By Fred Tasker
Special to the Miami Herald
You’re strategically seated on your battered but accommodating sofa in front of your behemoth flat-screen TV, surrounded by your BFFs and the myriad requisite snacks, and it’s the peak moment of the year — the kickoff of Super Bowl LI.
You pop open your commodious cooler, bravely thrust your hand down into the frigid ice, rummage around and pull out a cold bottle of … bubbly?
Why not? It’s a free country. Be the first in your crowd to throw a football TV party that’s all sparkling wine. That’s sparkling wine, not French Champagne, which might make your BDBs (beer-drinking buddies, male and female) think you’re putting on airs.
I’m talking about California sparkling wine, Italian prosecco, Spanish cava — which have all the bubbles but less of the bombast of $80-a-bottle Champagne.
Pro football players love sparkling wine. They even spray each other with it after the game in the winners’ locker room. (Hint: See if you can see the labels on the bottles; I’d love to know the brand.)
The sparkling wine business will thank you for it. They’re always complaining that Americans think bubbly should be consumed only at weddings and New Year’s Eve celebrations.
But the Super Bowl is a celebration, right?
A good celebration. You’re not expected to send greeting cards, give presents. You have license to eat too much bad food, drink responsibly and doze off at the end. A lot like Thanksgiving.
All-bubbly celebrations have precedent. All the fancy fine-dining societies do all-champagne dinners, serving light champagnes with hors d’oeuvres, increasingly weighty champagnes with the soup, fish and meat courses and sweet champagnes with dessert.
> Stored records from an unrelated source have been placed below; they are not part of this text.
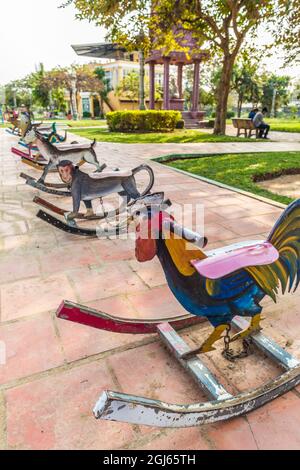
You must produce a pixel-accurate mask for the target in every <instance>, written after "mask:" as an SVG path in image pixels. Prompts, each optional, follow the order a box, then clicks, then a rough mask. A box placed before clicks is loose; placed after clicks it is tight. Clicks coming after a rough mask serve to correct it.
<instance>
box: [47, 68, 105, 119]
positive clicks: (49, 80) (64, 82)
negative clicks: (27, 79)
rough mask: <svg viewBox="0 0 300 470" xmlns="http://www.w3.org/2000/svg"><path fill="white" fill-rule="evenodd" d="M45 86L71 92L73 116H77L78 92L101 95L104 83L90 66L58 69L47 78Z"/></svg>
mask: <svg viewBox="0 0 300 470" xmlns="http://www.w3.org/2000/svg"><path fill="white" fill-rule="evenodd" d="M45 86H47V87H48V88H49V89H51V90H53V89H54V90H62V89H65V90H67V91H68V92H69V94H70V104H71V111H72V114H73V116H76V115H77V105H76V95H77V92H80V91H88V92H92V93H97V94H100V93H101V91H102V90H103V83H102V82H101V81H100V80H99V78H98V77H97V75H95V73H94V71H93V69H92V68H91V67H90V66H89V65H72V66H71V67H69V68H68V67H64V68H63V67H57V68H55V69H53V70H51V71H50V72H48V74H47V75H46V76H45Z"/></svg>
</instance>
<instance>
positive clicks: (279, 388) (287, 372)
mask: <svg viewBox="0 0 300 470" xmlns="http://www.w3.org/2000/svg"><path fill="white" fill-rule="evenodd" d="M57 316H58V317H59V318H62V319H65V320H69V321H72V322H76V323H80V324H83V325H87V326H91V327H94V328H98V329H102V330H106V331H112V332H117V333H129V334H151V333H158V334H159V335H160V337H161V339H162V341H163V342H164V343H165V344H166V346H167V347H168V348H169V350H170V351H171V352H172V353H173V354H174V356H175V358H176V359H177V360H178V361H179V362H180V364H181V365H182V366H183V367H184V369H185V370H186V371H187V372H189V373H190V374H191V376H192V377H193V379H194V380H195V381H196V382H197V384H198V385H199V386H200V388H201V389H202V390H203V391H204V392H205V393H206V394H207V396H208V397H209V399H210V400H211V401H208V402H204V403H196V404H190V405H176V404H171V403H166V402H162V401H159V400H153V399H148V398H145V397H138V396H134V395H128V394H124V393H118V392H112V391H104V392H103V393H102V394H101V396H100V398H99V401H98V402H97V403H96V405H95V408H94V415H95V417H96V418H97V419H104V420H109V421H120V422H126V423H132V424H140V425H147V426H157V427H175V428H180V427H191V426H199V425H201V424H205V423H213V422H217V421H222V420H227V419H231V418H235V417H237V416H241V415H244V414H246V413H249V412H250V411H253V410H255V409H257V408H259V407H261V406H263V405H264V404H266V403H268V402H270V401H272V400H274V399H275V398H277V397H279V396H281V395H283V394H284V393H286V392H288V391H289V390H291V389H292V388H294V387H296V386H297V385H298V384H299V383H300V361H298V360H297V359H295V358H294V357H292V356H291V355H290V354H289V353H288V352H287V351H285V350H284V349H282V348H281V347H280V346H279V345H278V344H276V343H275V342H274V341H273V340H271V339H269V338H267V337H266V336H264V335H263V334H262V333H260V332H259V333H255V334H253V335H252V336H251V342H252V343H253V344H254V345H255V346H256V347H257V348H258V349H259V350H260V351H262V352H263V353H264V354H266V355H267V356H269V357H270V358H271V359H273V360H274V361H275V362H276V364H277V365H279V366H281V367H282V368H283V369H284V370H285V372H284V373H283V374H282V375H280V376H279V377H276V378H275V379H274V380H272V381H270V382H269V383H267V384H264V385H263V386H261V387H259V388H256V389H254V390H251V391H247V392H243V393H240V394H238V395H236V396H233V395H231V394H230V393H228V392H227V391H226V389H225V388H224V387H223V385H222V384H220V383H219V382H218V380H217V379H216V377H215V376H214V375H213V374H212V373H211V372H210V370H209V369H208V368H207V367H206V366H205V365H204V364H203V362H202V361H201V360H200V359H199V358H198V357H196V356H194V357H192V358H191V359H188V360H183V359H181V355H182V354H184V353H186V352H189V351H190V348H189V346H188V345H187V344H186V343H185V342H184V341H183V339H182V338H181V337H180V336H179V335H178V334H177V333H176V331H175V330H179V329H181V328H185V327H188V326H192V325H195V324H197V323H199V322H201V321H203V320H202V319H201V318H197V317H196V318H195V317H192V316H190V315H186V316H181V317H174V318H171V319H161V320H155V321H154V320H148V321H147V320H144V321H141V320H131V319H130V320H127V319H123V318H116V317H112V316H110V315H107V314H104V313H102V312H99V311H97V310H94V309H89V308H86V307H83V306H81V305H77V304H74V303H70V302H63V303H62V305H61V306H60V307H59V309H58V312H57ZM246 324H247V322H246V321H245V320H244V319H243V318H241V317H236V318H235V319H234V321H233V322H232V326H233V327H234V328H235V329H237V330H242V329H244V328H245V325H246Z"/></svg>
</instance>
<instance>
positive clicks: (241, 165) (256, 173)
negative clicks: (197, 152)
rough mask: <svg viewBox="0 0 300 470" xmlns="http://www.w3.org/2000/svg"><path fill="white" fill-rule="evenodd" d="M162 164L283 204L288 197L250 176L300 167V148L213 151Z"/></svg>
mask: <svg viewBox="0 0 300 470" xmlns="http://www.w3.org/2000/svg"><path fill="white" fill-rule="evenodd" d="M166 164H167V165H168V166H171V167H173V168H179V169H180V170H184V171H188V172H190V173H193V174H195V175H199V176H203V177H205V178H209V179H212V180H215V181H219V182H220V183H224V184H227V185H229V186H234V187H235V188H239V189H242V190H244V191H249V192H251V193H254V194H257V195H259V196H264V197H267V198H269V199H273V200H274V201H278V202H281V203H283V204H289V203H290V202H291V201H292V199H290V198H289V197H287V196H281V195H279V194H274V193H271V192H270V191H268V190H266V189H263V188H260V187H259V186H258V185H257V184H256V183H254V182H253V180H252V177H253V176H254V175H257V174H264V173H269V172H275V171H280V170H282V169H287V168H299V169H300V152H270V153H259V154H258V153H254V154H253V153H252V154H250V153H246V154H226V155H214V156H212V157H208V156H205V157H202V158H193V159H179V160H175V161H173V162H169V163H166Z"/></svg>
It works just as well with chips and dip, chicken wings, barbecued ribs and brownies. You just have to match the right bubbly to each snack. You can pace it quarter by quarter, making it a point to laugh at halftime when TV shows the wimpy light beer commercials. Here’s a snack-by-snack guide:
With chips, pretzels, corn curls, dips from guacamole to artichoke to onion, serve light, dry, bubbling prosecco.
With cold cuts, cheese plates and quesadillas, a blanc de blancs or brut bubbly made mostly with white chardonnay grapes.
With pulled pork, fried chicken, ribs and such, a blanc de noirs bubbly which is a white sparkling wine made primarily with the white juice of red grapes.
With the ultimate grilled New York strip, a sturdy, dry rosé sparkling wine with enough red juice in it to give it a touch of tannin.
With sweet desserts from brownies to Mississippi mud pie, a fizzy, sweet, red Italian lambrusco.
Super Bowl Bubblies
Nonvintage Lamarca Prosecco DOC, Italy (100 percent glera): soft, lively bubbles, aromas of apricots and lemons, intensely fruity; $17.
Nonvintage Chateau Ste. Michelle Blanc de Blancs sparkling wine, Columbia Valley, Washington. (100 percent chardonnay): energetic bubbles, hint of yeast, flavors of citrus and ripe peaches; $11.
Nonvintage Segura Viudas Reserva Cava sparkling wine, Spain (macabeo, parellada, macabeo, xarel-lo grapes): lots of lively bubbles, crisp and lively, floral aromas, quite dry, flavors of green pears, $11.
Nonvintage Gloria Ferrer Sonoma Brut, Sonoma County, California. (91.2 percent pinot noir, 8.8 percent chardonnay): lively bubbles, hint of toast, aromas and flavors of just-ripe yellow apples, hint of nuts on finish; $22.
Nonvintage J Vineyards &Winery Russian River Valley Cuvée 20 Brut, Sonoma County (50 percent chardonnay, 49 percent pinot noir, 1 percent pinot meunier): crisp, lively, yeasty and dry, with flavors of citrus and almonds; $38.
Nonvintage Gloria Ferrer Blanc de Noirs sparkling wine, Carneros (92 percent pinot noir, 8 percent chardonnay): powerful bubbles, fruity aromas, flavors of black cherries and vanilla, long finish; $22.
Nonvintage Schramsberg Vineyards Mirabelle Brut Rosé sparkling wine, California (53 percent chardonnay, 47 percent pinot noir): zesty bubbles, toasty aroma, red berry flavors, full body, hint of tannin; $30.
Nonvintage Cleto Chiarli Lambrusco sparkling wine, Emilia-Romagna, Italy: bright ruby hue, lightly fizzy, lightly sweet, aromas and flavors of ripe red berries and tropical fruit; $13.